The advisory covers four distinct vulnerabilities in the logging subsystem of Red Hat OpenShift 5.9.13. CVE-2025-25186 involves Net::IMAP being vulnerable to a potential denial of service through memory exhaustion. CVE-2025-27610 is a local file inclusion vulnerability in the Rack::Static component. CVE-2025-27144 and CVE-2025-30204 affect the lokistack-gateway container, where Go JOSE's parsing and jwt-go's header parsing can lead to denial of service conditions due to excessive memory allocation. The issues span multiple architectures and components within the OpenShift logging stack. The vendor advisory (RHSA-2025:3906) includes instructions for upgrading and applying the errata to mitigate these vulnerabilities.

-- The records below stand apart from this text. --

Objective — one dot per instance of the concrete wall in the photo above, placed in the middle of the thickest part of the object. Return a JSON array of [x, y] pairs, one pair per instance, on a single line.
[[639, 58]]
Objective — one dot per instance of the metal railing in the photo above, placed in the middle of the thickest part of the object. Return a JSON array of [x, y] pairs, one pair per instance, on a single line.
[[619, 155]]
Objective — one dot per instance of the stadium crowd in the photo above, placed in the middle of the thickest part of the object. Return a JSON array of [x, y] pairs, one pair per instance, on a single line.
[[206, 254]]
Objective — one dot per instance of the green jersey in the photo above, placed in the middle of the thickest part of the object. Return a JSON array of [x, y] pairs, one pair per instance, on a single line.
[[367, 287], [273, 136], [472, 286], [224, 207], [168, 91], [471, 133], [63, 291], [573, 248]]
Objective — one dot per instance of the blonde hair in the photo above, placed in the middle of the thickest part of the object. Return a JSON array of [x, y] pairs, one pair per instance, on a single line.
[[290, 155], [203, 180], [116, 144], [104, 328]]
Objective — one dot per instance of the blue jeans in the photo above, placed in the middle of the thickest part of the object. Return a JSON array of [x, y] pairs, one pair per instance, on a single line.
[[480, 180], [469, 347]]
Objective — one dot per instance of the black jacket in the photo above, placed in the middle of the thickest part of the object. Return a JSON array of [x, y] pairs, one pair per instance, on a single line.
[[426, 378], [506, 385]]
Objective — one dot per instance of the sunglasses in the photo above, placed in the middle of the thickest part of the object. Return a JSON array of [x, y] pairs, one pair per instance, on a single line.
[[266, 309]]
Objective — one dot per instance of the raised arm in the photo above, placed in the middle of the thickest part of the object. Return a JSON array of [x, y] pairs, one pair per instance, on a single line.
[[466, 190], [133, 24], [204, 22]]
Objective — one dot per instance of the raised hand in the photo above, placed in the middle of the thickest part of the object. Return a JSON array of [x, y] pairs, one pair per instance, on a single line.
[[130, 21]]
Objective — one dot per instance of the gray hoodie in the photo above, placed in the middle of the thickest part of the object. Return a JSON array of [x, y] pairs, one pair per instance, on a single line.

Successful exploitation of these vulnerabilities could result in denial of service conditions through memory exhaustion or excessive memory allocation, potentially disrupting logging services within Red Hat OpenShift environments. The local file inclusion vulnerability could allow unauthorized local file access within the Rack::Static component, which may lead to information disclosure or other impacts depending on the environment. No evidence of active exploitation is reported.

Red Hat has issued an official security advisory (RHSA-2025:3906) with updated images and instructions to upgrade Red Hat OpenShift Logging to version 5.9.13. Users should follow the provided upgrade documentation for OpenShift Container Platform 4.14 and Red Hat OpenShift Logging 5.9 to fully apply this errata update. Applying these updates will remediate the identified vulnerabilities. No additional mitigation steps are indicated beyond applying the official patches and updates.